Erroneous claims by Republicans of tax increases on working families were completely discounted by economists and nonpartisan analysts.
A claim by Republican Senate hopeful Adam Laxalt in Nevada that lawmakers sought to raise taxes on those making as little as $30,000 a year was found to be false by Associated Press fact checkers.
And PolitiFact, a nonpartisan fact-checking organization, found Laxalt’s claim that the bill would raise taxes on millions of people across every income bracket to be “half true.”
When contacted Tuesday, the Laxalt campaign doubled down on his claims.

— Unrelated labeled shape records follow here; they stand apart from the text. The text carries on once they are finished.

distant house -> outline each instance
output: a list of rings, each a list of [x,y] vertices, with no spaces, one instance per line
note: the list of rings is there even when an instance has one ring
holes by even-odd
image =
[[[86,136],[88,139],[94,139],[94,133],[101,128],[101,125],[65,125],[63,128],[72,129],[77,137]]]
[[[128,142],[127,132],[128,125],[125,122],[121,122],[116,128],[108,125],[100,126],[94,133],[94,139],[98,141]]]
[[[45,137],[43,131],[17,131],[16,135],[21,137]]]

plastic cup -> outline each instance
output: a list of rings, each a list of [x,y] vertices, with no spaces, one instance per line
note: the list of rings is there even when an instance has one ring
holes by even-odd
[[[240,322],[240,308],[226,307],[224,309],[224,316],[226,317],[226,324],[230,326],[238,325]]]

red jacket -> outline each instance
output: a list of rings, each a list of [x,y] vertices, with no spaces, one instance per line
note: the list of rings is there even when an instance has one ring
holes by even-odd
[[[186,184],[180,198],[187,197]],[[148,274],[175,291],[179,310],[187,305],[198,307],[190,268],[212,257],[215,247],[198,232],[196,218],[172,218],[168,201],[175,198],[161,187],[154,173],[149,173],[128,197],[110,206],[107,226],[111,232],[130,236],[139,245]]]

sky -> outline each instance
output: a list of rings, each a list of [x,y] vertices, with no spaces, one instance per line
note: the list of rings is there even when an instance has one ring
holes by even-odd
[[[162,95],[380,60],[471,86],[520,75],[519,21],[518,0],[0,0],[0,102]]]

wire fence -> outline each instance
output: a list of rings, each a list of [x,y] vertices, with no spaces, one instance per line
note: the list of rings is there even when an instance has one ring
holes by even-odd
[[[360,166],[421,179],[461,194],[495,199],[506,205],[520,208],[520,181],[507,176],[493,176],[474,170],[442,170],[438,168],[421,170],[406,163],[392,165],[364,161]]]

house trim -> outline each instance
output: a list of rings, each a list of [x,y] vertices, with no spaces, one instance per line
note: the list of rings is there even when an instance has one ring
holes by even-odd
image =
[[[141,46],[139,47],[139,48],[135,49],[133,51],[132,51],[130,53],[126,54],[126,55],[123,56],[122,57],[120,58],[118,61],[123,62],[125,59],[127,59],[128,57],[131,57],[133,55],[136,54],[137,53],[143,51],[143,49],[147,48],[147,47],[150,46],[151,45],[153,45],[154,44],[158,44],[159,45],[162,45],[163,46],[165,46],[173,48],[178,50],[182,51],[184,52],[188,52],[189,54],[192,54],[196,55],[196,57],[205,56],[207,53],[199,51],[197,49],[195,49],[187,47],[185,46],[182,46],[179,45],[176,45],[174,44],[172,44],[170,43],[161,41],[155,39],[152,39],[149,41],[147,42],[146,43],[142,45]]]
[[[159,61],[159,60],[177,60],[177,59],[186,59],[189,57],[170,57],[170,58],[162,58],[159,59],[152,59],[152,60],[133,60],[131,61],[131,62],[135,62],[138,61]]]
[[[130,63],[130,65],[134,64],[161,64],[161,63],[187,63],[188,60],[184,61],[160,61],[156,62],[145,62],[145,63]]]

The legislation, Laxalt said in a statement, is “a reckless $700 billion package that will fuel the flames of inflation, give the IRS $80 billion to hire 87,000 new agents, raise taxes on Nevadans making as little as $30,000 per year, and direct billions of taxpayer dollars to subsidize electric vehicles.”
Horsford, a member of the tax-writing House Ways and Means Committee, noted that the 15 percent corporate minimum tax would apply to multinational corporations. Horsford said the tax is closing a loophole for corporations with revenue income over $1 billion per year, but have failed to pay taxes that firefighters, teachers and hospitality workers pay each year.
And he dismissed claims that the corporate minimum tax would have an impact in Nevada.
“We will be hard pressed to find Nevada businesses with income over a billion dollars a year who are not effectively paying their federal tax,” Horsford told reporters.